Classical Pontiac Engine Codes

Pontiac Power Net – Engine Codes"

So, EXACTLY what is it about the original post that we missed ???

Although 350 is cast into the sides, and there is a 5 0 in the lifter valley, this info is not needed, to ID the block as a 350, if you have the block casting number--which he did.

Hey, as always, I could be wrong. But in this particular case, I don't think I am. If so, then I stand corrected, and apologize to all concerned.


----------



## Pinion head (Jan 3, 2015)

maybe of interest...

-The 350 blocks had a small pyramid, aka transfer lug, not quite a big as those on a 428 or 455. Helps spotting them when looking for 400 blocks.

-Nearly 20 years ago, a machinist friend and I experimented in boring a '71 350 block. Our goal was to find out if a known great shape std bore Pontiac 350 block could be bored to an oversize and if the cyl walls would be able to support a 400 piston. We ended up breaking through in two cylinders at aprox .120 over bore. th block would not even support a 389 piston.

What we dreived: Pontiac Central Foundry wasn't giving away a thicker cyl block with the 350's. I personally would not bore/hone one over .040 without sonic testing for core shift..
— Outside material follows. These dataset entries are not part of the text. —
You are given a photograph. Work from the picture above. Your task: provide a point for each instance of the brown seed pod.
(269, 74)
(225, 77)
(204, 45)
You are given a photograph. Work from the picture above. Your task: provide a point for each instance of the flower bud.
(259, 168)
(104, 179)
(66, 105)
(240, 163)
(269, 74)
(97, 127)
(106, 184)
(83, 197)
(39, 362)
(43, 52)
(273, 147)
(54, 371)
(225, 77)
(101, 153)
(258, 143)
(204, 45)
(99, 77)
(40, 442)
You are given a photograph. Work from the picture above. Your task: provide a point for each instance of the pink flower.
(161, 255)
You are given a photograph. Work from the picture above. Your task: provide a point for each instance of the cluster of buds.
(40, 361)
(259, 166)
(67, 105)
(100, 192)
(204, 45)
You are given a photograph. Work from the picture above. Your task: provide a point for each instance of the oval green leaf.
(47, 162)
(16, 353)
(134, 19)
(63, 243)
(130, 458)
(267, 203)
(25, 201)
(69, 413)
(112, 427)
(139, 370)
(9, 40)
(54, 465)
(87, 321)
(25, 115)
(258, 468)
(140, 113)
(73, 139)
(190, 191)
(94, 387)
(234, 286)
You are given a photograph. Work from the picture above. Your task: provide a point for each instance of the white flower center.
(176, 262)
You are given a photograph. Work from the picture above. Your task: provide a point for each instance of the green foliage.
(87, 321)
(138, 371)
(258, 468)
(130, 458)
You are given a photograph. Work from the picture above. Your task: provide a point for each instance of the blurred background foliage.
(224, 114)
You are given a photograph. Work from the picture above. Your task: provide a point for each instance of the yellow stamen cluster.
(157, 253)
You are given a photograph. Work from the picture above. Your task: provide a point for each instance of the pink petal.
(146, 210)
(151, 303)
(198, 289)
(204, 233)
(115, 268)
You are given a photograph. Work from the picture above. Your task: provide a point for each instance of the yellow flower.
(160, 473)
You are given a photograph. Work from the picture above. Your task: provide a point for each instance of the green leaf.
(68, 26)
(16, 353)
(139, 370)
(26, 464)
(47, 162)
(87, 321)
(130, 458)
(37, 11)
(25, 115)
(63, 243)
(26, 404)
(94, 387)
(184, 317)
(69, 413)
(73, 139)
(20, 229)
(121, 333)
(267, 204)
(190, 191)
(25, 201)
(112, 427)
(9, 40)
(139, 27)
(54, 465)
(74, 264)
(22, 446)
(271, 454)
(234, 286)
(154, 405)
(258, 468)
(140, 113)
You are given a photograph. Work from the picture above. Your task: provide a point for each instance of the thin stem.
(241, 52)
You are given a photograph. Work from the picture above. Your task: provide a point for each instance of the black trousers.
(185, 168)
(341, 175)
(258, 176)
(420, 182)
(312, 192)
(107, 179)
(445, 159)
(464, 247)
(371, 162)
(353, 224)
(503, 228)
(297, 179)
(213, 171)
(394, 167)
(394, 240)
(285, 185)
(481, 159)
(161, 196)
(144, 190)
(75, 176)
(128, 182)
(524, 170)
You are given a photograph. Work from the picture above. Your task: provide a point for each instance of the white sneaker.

Of interest, the 350 block used came out of one of the last 71 1/2 GT-37's out of the Fremont plant, a white/blue stripe parts car built July of '71 bought from Tim Dye.


----------



## PontiacJim (Dec 29, 2012)

oldskool said:


> "... The block size can be identify by the casting as a 350CI which was the original question. Y'all missed that one."
> 
> I'm sorry. I'm an old country boy. Maybe my reading skills are not that great. But I just re-read the OP twice. I do not see the OP asking if the cubic inch size is cast on the outside of the block.
> 
> ...



Original post asking what the block was: "*Is this a 400 block cast with 350 internal moulds*?" He did not specifically ask if the cubic inch size was cast on the side of the block - undoubtably he was not aware of the casting or he would not have asked if he had some kind of hybrid block - and this may be confusing you by creating a question to which was never asked. 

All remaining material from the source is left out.